DON'T MISUNDERSTAND I AM ONLY A RECREATIONAL USER BUT I NEVER FOUND A DRUG I DIDN'T LIKE. I HAVE ALWAYS BEEN LUCKY IN THE SENCE THAT I HAVE NEVER BEEN ADDICTED TO ANYTHING. I  USE SOMETHING FOR A WHILE THE QUIT AND DO SOMETHING ELSE. THAT'S THE TROUTH ABOUT METH THOUGH. EVERYBODY I KNOW EVENTUALY LOOSES CONTROLE ON THAT ONE. I HAD A HARD RUN WITH COKE ONE WHEN I WAS A TEEN BUT IT WAS SHORT LIVED THANKS TO A FREIND.(NOT THE COLA)  kNOW IT'S ALL FUN AND GAMES UNTIL SOMEBODY LOOSES THEIR BUZZ.


----------



## notthecops (Apr 3, 2005)

I did coccaine occasionally for about 6 years, it eventually became a daily habit.  I wasn't addicted either.  Until one day my wife told me I was.  I said'Hell no, your insane"  She said "you've done it every day for the last 6 months.  I sat back and thought about it, and she was right.  I checked into rehab, and went through MAJOR withdrawals.  
Man......you don't know if your hooked or not.  You're too messed up to tell.

I haven't done anything other than weed in the last 3 years, not even drink.   But when my friends sit around and do some 'rails', I start feening all over again!!


Get that shit out of your life NOW!!!


----------



## brainwreck (Apr 3, 2005)

that's indeed the riskfull part, you don't realize that your hooked.
You have my support NTC, i know what it is, but it belongs to the past, and that part i still wanna forget, but is being recalled occassionally,Then i start think about those good old times when i was going out of my mind in a club, but then i remind myself what i did to my body, and i can tell this, That shit is banned for life!

greetz


----------



## Goldie (Apr 4, 2005)

You are not only destroying your body, you are destroying your brain.

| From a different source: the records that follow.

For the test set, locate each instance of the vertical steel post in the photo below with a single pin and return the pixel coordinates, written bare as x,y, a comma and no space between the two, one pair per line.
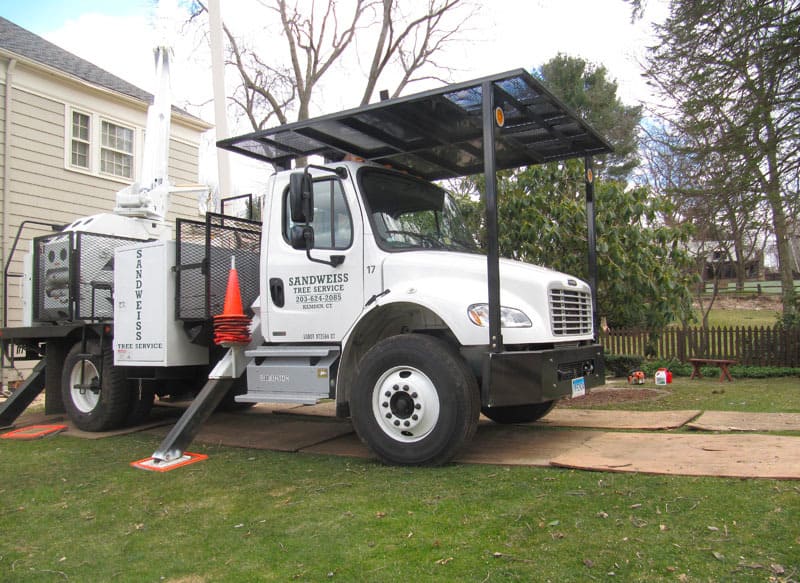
591,238
493,251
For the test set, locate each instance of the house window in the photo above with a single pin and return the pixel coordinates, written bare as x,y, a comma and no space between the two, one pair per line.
99,146
80,140
116,150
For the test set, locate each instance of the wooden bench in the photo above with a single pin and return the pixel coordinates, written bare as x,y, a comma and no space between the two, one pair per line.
722,363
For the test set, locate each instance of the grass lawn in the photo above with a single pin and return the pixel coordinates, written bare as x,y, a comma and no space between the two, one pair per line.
708,394
74,511
742,317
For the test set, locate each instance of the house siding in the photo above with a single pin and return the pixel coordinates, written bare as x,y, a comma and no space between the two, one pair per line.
42,188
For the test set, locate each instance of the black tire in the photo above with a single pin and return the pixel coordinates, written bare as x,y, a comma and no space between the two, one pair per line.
105,405
415,401
518,414
142,397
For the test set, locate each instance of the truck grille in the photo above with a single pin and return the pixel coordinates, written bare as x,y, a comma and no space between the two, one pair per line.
570,312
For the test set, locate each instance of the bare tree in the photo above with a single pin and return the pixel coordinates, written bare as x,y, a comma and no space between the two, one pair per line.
404,37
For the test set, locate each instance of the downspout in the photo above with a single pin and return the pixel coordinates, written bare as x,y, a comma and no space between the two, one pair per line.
6,159
591,225
6,189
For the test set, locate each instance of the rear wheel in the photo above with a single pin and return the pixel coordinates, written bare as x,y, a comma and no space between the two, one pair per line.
518,414
415,401
94,401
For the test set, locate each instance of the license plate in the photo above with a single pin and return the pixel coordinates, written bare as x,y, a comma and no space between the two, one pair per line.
578,387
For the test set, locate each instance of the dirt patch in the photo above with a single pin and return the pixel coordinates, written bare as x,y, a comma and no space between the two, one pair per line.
611,396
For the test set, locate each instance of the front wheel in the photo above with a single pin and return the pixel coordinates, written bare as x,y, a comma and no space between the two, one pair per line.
415,401
95,392
518,414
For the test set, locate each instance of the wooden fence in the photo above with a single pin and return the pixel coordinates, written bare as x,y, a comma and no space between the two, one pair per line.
757,346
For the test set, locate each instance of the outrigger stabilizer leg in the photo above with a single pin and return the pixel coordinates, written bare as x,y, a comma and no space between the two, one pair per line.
23,396
188,426
220,381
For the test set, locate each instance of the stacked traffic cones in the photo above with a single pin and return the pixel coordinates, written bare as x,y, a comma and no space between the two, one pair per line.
232,326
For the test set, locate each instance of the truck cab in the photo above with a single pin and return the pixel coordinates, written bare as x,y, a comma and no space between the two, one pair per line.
381,271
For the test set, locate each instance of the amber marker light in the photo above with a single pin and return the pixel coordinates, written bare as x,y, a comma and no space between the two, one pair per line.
499,116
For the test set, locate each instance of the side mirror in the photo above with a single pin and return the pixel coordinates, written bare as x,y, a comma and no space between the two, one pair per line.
301,197
302,237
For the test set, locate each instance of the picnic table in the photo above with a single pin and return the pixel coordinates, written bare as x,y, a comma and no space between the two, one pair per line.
722,363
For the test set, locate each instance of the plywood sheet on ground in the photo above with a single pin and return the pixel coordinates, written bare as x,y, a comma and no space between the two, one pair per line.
618,419
269,432
326,409
735,421
492,444
520,446
736,456
347,445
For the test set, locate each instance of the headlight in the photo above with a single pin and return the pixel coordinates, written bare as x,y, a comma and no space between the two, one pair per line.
509,317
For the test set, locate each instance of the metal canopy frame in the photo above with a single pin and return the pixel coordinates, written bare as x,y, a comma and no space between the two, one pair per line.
436,134
450,132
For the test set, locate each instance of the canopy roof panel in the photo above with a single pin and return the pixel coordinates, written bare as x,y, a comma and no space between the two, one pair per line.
436,134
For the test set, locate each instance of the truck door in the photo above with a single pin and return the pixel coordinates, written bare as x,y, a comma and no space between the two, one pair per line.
310,301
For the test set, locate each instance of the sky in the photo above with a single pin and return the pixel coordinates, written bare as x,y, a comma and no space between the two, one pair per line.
118,35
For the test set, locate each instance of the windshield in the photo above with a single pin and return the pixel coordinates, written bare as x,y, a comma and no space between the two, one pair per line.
409,213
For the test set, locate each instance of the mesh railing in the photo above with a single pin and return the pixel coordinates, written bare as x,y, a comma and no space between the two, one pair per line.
74,276
203,261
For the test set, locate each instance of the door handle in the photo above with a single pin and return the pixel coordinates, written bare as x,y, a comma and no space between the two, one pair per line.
276,291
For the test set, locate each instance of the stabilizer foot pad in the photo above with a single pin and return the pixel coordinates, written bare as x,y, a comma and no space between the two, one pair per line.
152,465
33,432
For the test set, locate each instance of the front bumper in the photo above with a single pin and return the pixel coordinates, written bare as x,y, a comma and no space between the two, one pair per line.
530,377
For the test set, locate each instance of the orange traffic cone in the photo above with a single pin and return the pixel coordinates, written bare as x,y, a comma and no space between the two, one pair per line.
233,295
232,326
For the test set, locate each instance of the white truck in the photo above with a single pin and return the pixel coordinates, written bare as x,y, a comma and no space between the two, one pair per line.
363,284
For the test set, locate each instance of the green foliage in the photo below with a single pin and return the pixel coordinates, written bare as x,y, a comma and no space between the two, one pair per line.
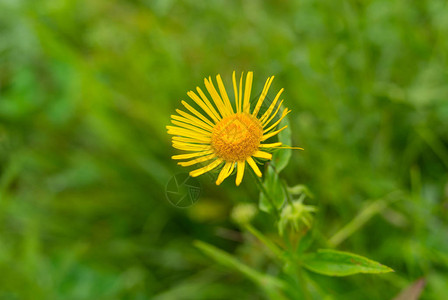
338,263
87,88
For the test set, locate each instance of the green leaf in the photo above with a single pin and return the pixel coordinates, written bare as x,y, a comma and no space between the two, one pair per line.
337,263
281,157
275,193
272,285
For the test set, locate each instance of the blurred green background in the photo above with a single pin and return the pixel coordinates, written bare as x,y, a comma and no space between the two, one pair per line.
87,88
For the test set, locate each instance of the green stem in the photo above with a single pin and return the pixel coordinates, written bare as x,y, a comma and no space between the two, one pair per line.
261,186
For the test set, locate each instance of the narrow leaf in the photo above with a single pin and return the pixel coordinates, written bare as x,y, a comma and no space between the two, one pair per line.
281,157
338,263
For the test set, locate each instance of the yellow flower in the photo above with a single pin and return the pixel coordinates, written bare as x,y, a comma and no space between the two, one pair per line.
223,136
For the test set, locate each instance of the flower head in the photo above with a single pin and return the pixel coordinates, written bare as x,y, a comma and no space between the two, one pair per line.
224,136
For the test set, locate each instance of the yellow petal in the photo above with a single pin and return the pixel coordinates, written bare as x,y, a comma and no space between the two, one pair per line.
207,168
224,95
271,107
262,154
247,90
284,114
191,155
194,111
215,96
235,91
204,104
225,172
272,145
194,121
197,160
266,136
239,172
263,95
254,166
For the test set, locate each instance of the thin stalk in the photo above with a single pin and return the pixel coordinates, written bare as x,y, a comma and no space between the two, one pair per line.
261,186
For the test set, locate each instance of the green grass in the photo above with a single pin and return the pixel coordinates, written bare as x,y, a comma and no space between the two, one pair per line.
87,88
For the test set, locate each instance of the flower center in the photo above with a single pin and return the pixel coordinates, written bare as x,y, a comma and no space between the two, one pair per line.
237,137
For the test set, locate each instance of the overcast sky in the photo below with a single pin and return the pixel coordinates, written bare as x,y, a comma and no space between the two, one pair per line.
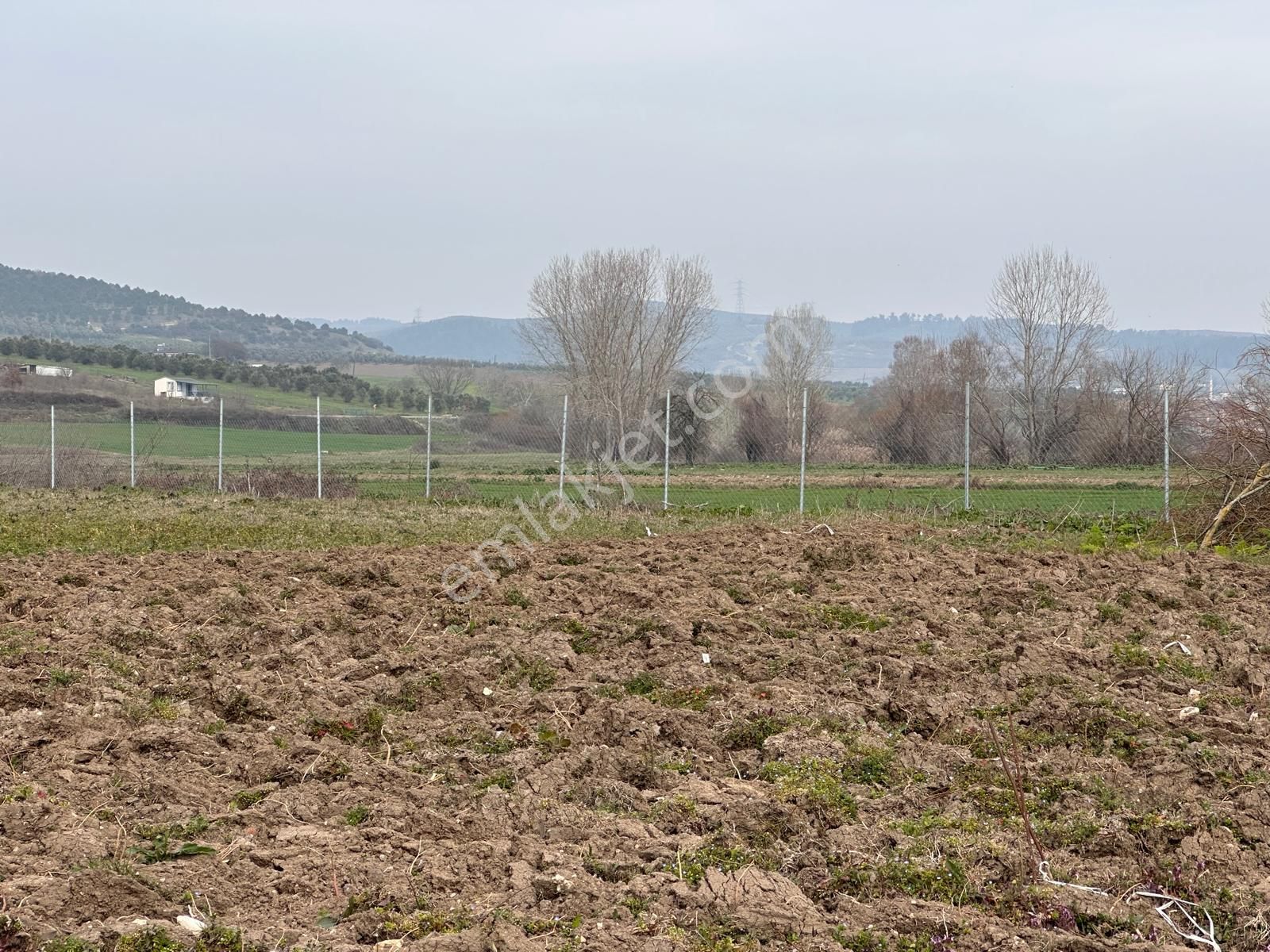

Stop now, while you can, and if you can`t, get into rehab - get some help for yourself before its too late...


----------



## brainwreck (Apr 4, 2005)

you destroy your body too you know, Your muscles start breaking down, your body gets thinner and thinner, in some exceptions you start fattening,.... Really, it destroys body and mind.

greetz


----------



## Goldie (Apr 4, 2005)

Man, I hope he didn`t OD on something stupid...


----------



## brainwreck (Apr 4, 2005)

i'm afraid if this happened, it would be his own fault, there's nothing more dangerous than mixing all kinds of drugs and alcohol together, we tried to warn him, if he didn't listen i don't care.

greetz


----------



## Goldie (Apr 4, 2005)

That is so true, BW - I attended the funerals of more than one stupid person who did that - jeez...and I nearly buried one of my own sons over that garbage...he was touch n go for 36 hours...on valium & crack & Jack Daniels...21 years old...thank God he made it - but it was close...


----------



## brainwreck (Apr 4, 2005)

sorry to hear that had to happen to you. Burried also a couple of my friends who died on drugs, not a happy or funny feeling that is. 

greetz


----------



## Goldie (Apr 4, 2005)

BW, I guess we`ve all done it - except this guy - once he buries a few, he might rethink that idea of his - if he`s still alive.


----------



## brainwreck (Apr 4, 2005)

we have to keep on guessing if he's still alive untill he starts posting again, which he hopefully will do. 

greetz


----------



## Goldie (Apr 4, 2005)

Yeah...I hope he`s okay...


----------



## brainwreck (Apr 4, 2005)

we all hope that 

greetz


----------



## Weeddog (Apr 4, 2005)

maybe he reads but dont like what he reads in this post.  i've attended a few funerals due to that myself.  one was a first cousin.

i did acid once in the early 80's and i'll never do that again.  took me 3 days to come back around...    did cocaine a few times, but it never did anything for me...


----------



## Goldie (Apr 4, 2005)

Well, Weed, maybe he`ll stop - I dunno...


----------



## brainwreck (Apr 4, 2005)

let's hope that, for his own good

greetz


----------



## 420time (Apr 13, 2005)

sorry to be gone so long. i've been away on buisness and i don't come to this page on my work sign-on. thanks for all the concern i have buried more than a few over the years and know what your saying but now and again that urge to burn out before i fade away kicks in and leads me to one hell of a good time. Stupid or not. I think you are right though those thing sould not  be on this page to many kids passing by might get the wrong idea, sorry about that just temp. bad judgement.


----------